Inhibition of the signals triggered by a molecule called PD-L2 may prevent activation of autoimmunity in the gut and the progression of Crohn’s disease, a preliminary study suggests.

“This study is another important step in our understanding of Crohn’s disease and opens up a new area to investigate,” Graham Radford-Smith, who is a deputy director at the Royal Brisbane and Women’s Hospital department of gastroenterology and co-author of the study, said in a press release.

“If we can understand why inflammation occurs in Crohn’s patients, then we can work out strategies to treat, and possibly in the future, prevent the disease.”

The study, “Crohn’s disease is facilitated by a disturbance of programmed death‐1 ligand 2 on blood dendritic cells,” was published in the journal Clinical & Translational Immunology.

Crohn’s disease is a common form of inflammatory bowel disease (IBD) that is triggered by the over-activation of the immune cells in the small intestines and colon.

Inhibition of pro-inflammatory signaling molecules has been shown to help manage Crohn’s symptoms. However, available therapies are only effective in 20–50% of patients, highlighting the continuing need for better understanding of the disease and new therapeutic strategies.

Prior studies have suggested that the interaction between dendritic cells and reactive T-cells — two subsets of immune cells — is critical for managing autoimmunity. This process is mediated by a receptor in dendritic cells called PD-L1 and its ligand, PD-1, in T-cells.

In fact, administration of PD-L1 has been shown to reduce colon inflammation in mice, further supporting the idea that PD-L1 signals have an important role in autoimmunity in IBD.

Besides PD-L1, dendritic cells can also produce another molecule — called PD-L2 — that works as the natural inhibitor of PD-L1 signals. However, to date, it remains unclear what the role of PD-L2 is in IBD and Crohn’s disease.

To shed light on this, researchers from the QIMR Berghofer Medical Research Institute in Australia conducted a pilot study.

They started by analyzing samples of non-inflamed and inflamed tissue from the intestines of patients with diagnosed Crohn’s disease, and non-inflamed biopsies from control volunteers.

Approximately 1.25% and 2.5% of the cells in the inflamed and non-inflamed areas of patients’ biopsies were dendritic cells, whereas dendritic cells represented about 9.5% of all cells in control samples. Still, the percentage of dendritic cells that were positive for PD-L1 and PD-L2 were similar between non-inflamed controls and patients (both inflamed and non-inflamed).

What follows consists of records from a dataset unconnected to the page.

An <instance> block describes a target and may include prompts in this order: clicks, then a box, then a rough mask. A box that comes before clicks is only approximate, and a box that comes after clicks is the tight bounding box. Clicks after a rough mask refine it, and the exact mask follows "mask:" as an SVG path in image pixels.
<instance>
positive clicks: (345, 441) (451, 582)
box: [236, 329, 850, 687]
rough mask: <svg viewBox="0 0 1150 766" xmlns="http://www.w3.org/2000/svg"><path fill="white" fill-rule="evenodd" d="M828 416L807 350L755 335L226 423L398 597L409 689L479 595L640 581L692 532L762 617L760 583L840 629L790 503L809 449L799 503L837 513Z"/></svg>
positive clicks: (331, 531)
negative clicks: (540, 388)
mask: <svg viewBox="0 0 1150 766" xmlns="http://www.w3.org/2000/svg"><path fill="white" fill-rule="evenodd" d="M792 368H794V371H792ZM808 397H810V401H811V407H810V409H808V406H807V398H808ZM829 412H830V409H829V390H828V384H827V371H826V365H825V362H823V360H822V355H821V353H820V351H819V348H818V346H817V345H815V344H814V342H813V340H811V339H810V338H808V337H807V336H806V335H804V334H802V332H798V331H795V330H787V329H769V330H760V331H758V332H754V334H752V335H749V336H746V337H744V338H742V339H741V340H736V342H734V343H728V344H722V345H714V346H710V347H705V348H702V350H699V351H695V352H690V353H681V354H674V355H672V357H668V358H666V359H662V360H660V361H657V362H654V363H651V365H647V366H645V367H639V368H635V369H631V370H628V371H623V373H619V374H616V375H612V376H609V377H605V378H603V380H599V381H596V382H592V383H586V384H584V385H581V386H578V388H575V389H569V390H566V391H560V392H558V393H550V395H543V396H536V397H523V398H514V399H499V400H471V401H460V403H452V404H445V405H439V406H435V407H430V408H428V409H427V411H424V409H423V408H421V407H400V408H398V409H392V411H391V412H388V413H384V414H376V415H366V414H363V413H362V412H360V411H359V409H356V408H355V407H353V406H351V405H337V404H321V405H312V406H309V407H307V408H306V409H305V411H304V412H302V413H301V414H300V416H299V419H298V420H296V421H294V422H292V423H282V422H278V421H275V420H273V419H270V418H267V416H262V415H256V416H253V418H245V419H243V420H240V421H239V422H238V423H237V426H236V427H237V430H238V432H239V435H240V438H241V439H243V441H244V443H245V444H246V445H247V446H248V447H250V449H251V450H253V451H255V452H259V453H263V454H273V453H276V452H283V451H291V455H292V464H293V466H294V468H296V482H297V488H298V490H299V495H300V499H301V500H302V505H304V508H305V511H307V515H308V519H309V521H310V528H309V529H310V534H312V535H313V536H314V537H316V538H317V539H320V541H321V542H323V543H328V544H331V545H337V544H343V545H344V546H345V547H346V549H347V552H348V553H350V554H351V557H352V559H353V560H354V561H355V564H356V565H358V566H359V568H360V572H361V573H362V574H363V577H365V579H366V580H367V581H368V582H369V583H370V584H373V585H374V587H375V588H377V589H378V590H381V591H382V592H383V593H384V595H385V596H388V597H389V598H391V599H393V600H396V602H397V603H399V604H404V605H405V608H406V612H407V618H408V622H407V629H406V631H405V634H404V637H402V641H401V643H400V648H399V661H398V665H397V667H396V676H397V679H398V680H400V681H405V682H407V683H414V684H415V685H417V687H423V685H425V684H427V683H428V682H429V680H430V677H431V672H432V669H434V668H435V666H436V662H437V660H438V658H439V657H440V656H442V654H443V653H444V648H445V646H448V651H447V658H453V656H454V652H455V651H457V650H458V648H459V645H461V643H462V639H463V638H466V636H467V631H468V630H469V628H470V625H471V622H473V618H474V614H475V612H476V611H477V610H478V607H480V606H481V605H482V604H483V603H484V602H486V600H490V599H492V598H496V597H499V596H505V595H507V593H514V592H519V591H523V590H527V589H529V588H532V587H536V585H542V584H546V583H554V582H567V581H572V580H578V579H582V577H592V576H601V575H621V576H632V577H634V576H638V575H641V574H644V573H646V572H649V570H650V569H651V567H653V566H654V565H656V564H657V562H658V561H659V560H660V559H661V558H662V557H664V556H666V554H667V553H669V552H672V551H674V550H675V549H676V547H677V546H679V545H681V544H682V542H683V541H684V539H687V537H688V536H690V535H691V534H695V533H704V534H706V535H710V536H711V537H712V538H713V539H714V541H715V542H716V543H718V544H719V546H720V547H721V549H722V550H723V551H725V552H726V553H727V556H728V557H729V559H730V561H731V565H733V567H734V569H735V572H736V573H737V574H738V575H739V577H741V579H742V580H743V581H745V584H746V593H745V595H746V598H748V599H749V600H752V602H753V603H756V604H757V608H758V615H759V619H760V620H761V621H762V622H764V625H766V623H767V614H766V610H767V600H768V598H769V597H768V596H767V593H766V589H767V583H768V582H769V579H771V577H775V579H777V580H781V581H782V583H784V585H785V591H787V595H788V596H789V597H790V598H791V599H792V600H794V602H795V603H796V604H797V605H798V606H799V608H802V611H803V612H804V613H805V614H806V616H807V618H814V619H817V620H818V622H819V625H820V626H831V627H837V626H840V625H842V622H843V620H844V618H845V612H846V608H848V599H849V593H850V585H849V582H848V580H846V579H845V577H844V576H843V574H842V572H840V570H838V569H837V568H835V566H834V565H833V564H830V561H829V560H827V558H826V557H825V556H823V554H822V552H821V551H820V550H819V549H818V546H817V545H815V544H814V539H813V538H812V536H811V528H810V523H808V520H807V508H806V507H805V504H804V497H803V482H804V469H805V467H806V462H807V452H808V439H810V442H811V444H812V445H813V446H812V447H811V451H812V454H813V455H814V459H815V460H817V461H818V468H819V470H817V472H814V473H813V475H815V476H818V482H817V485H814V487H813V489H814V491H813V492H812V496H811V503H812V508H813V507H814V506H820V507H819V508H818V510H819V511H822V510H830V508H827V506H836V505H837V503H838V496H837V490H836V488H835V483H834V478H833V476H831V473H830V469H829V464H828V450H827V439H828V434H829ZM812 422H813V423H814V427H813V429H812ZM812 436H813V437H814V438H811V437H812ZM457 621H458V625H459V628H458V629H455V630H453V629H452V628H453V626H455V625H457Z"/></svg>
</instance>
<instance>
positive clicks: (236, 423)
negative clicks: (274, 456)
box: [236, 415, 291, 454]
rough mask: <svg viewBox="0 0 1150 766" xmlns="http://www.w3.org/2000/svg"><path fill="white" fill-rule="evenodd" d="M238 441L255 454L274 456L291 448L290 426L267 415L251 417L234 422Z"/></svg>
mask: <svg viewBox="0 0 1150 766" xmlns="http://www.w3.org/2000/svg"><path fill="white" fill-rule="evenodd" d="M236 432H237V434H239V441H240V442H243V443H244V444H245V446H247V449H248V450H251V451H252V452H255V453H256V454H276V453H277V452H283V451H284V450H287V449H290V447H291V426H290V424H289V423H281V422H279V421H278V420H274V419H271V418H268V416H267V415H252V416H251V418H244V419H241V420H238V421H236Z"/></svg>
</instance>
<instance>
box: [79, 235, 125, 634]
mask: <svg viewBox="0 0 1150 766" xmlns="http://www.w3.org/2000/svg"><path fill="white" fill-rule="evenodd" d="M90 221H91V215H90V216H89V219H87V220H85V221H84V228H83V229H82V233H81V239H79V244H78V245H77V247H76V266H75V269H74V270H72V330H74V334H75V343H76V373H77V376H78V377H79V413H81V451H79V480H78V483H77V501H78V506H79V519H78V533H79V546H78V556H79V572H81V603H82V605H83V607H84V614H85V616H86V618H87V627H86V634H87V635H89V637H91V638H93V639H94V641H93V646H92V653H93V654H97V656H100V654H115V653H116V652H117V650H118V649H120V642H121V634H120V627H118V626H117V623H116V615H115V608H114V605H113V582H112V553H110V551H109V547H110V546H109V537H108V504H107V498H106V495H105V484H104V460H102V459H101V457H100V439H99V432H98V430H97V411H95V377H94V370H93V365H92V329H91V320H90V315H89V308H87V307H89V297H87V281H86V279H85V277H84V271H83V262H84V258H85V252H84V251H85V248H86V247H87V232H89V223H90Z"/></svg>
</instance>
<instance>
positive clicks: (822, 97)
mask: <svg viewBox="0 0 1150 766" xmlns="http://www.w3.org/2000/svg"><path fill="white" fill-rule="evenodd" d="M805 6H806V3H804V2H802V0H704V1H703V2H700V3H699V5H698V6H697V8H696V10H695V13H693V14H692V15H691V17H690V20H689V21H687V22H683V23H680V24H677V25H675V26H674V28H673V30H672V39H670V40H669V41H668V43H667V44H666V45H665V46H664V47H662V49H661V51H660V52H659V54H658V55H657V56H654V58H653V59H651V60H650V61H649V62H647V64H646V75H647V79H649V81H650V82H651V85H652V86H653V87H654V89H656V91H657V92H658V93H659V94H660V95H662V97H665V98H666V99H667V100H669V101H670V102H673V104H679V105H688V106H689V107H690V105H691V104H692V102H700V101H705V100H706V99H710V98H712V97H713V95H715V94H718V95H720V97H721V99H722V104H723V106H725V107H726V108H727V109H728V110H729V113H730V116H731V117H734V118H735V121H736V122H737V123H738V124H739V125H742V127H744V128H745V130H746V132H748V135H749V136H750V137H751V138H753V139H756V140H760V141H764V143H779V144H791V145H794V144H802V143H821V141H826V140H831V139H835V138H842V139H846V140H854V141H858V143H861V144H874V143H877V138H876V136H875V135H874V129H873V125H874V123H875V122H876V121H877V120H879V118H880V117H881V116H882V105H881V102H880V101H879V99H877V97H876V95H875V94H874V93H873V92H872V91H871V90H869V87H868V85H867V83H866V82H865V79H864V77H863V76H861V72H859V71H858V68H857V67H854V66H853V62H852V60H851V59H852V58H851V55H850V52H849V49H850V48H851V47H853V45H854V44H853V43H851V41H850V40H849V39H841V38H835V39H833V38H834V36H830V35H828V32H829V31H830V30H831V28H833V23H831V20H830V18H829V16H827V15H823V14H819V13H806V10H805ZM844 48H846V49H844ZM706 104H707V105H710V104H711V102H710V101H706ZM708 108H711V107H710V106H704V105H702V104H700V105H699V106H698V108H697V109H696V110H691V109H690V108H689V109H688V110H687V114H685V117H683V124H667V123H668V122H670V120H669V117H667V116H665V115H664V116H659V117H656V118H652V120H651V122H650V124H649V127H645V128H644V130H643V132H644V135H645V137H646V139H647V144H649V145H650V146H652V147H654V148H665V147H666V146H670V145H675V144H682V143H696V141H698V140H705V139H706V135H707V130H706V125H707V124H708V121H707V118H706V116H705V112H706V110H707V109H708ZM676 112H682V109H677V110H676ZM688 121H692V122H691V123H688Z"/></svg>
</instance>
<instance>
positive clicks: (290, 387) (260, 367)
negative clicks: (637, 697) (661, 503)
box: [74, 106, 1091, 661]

“A very significant loss of dendritic cells … indicates a reduction in the capacity of the immune system to provide protection against pathogens as well as a potential absence of [immunogenic tolerance] control,” the researchers wrote.

Additional analysis of dendritic cells isolated from blood samples of patients revealed they had high levels of PD-L2 that were often localized close to PD-L1 in the surface of the cells.

These blood dendritic cells were cultured in the lab and exposed to an anti-PD-L2 antibody, which would block the receptors’ activity. The PD-L2 blockade was able to effectively prevent the production of pro-inflammatory molecules including TNF-alfa and IFN-gamma by dendritic cells.

“This study highlighted the anti-inflammatory potential of using PD-L2 blockade as a therapy for Crohn’s disease,” the researchers concluded.

They are now seeking funding to support continued studies on a larger group of patients and to better understand the role of PD-L2 in Crohn’s disease.

“This is just the start. We believe that understanding this protein will have big implications for a range of autoimmune conditions,” said Michelle Wykes, PhD, senior author of study.